Lafarge Zimbabwe is one of the country’s biggest cement companies, and has been increasing investment to take advantage of rising cement demand. But it could become part of Holcim’s global consolidation strategy.
“We are constantly evaluating possibilities to align our portfolio with this vision to open new growth opportunities for our company,” a Holcim spokesman told Bloomberg. He would not comment on “market rumours” that the Zimbabwe unit may be among the units being sold off.
A Lafarge cautionary says: “The Company wishes to advise the shareholders and the members of the investing public that there may be developments relating to the Company, the full impact of which are currently being determined, which may have an effect on the Company’s securities.”

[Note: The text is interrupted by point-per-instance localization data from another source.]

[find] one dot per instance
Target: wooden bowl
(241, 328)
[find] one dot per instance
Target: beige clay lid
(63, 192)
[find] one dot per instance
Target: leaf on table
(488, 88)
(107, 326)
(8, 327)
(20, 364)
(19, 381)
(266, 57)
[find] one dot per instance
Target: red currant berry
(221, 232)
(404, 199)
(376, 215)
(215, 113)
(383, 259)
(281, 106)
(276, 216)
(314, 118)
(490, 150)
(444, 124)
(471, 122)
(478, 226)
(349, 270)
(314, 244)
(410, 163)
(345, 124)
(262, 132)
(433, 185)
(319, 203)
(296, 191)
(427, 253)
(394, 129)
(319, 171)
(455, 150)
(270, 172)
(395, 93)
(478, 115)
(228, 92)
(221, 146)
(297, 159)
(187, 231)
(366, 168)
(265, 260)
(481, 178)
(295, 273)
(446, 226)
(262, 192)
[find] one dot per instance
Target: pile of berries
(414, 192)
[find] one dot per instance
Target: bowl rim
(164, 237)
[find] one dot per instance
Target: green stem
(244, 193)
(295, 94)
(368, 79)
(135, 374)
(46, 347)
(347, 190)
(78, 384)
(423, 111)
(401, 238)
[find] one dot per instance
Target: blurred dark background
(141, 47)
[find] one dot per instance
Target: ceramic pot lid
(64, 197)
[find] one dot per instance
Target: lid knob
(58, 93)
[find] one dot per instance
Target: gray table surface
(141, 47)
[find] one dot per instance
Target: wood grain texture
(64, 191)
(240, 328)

A likely buyer is Huaxin Cement, one of China’s biggest cement companies in which Holcim is a a shareholder. Huaxin bought Lafarge Zambia and Lafarge Cement Malawi late last year. In June, Huaxin bought 75% of Lafarge Zambia for US$150 million and spent US$10 million to buy Pan African Cement from Lafarge Cement Malawi. In 2020, Huaxin bought Tanzania’s Marvini Limestone for US$145 million, its first investment in Africa.

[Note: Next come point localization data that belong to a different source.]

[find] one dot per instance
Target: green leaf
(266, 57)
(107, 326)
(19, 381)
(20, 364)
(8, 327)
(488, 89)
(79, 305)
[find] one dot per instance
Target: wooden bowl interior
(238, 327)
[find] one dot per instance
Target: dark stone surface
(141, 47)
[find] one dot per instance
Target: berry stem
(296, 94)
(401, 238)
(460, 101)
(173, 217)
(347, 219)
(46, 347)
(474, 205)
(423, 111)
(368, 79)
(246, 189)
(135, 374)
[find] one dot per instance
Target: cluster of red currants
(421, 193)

Last year, Holcim sold part of its Ghana business and disposed of its Brazil unit for US$1 billion.
In Zimbabwe, the past year has been one of contrasts for the cement company.
Increased construction inspired the company to lay out a US$25 million expansion plan to meet growing demand for building materials. But the company also faced rising costs, the surprise departure of its CEO and a plant accident that has stopped cement production for a quarter.
In September, CEO Precious Nyika stepped down after the company took a fine of the equivalent of US$1 million for exchange control violations. She had been in the job for just over a year. Geoffrey Ndugwa, who has been with the company since he joined it in 2001, replaced Nyika in December.
Ndugwa’s last job was CEO of Lafarge Malawi, which was sold to Huaxin. He declined to comment on speculation about a sale.
A roof collapse at Lafarge’s Manresa mills has stopped production since October, and the company has issued a warning that sales will be seriously hit.
In April, Lafarge commissioned a new US$2.8m dry mortar plant. The new plant has sharply increased output of dry mortar products – such as adhesives and agricultural lime – from just 7,000 tonnes per year to 100,000 tonnes annually, equal to national demand.
Lafarge also announced plans to use output from the new plant to launch 3D-printed low-cost housing, which would be a first for Zimbabwe.
The company has also started construction of a separate Vertical Cement Mill plant, which will more than double Lafarge’s annual cement milling capacity from the current 450,000 tonnes to one million tonnes. Completion is expected in the first half of the year.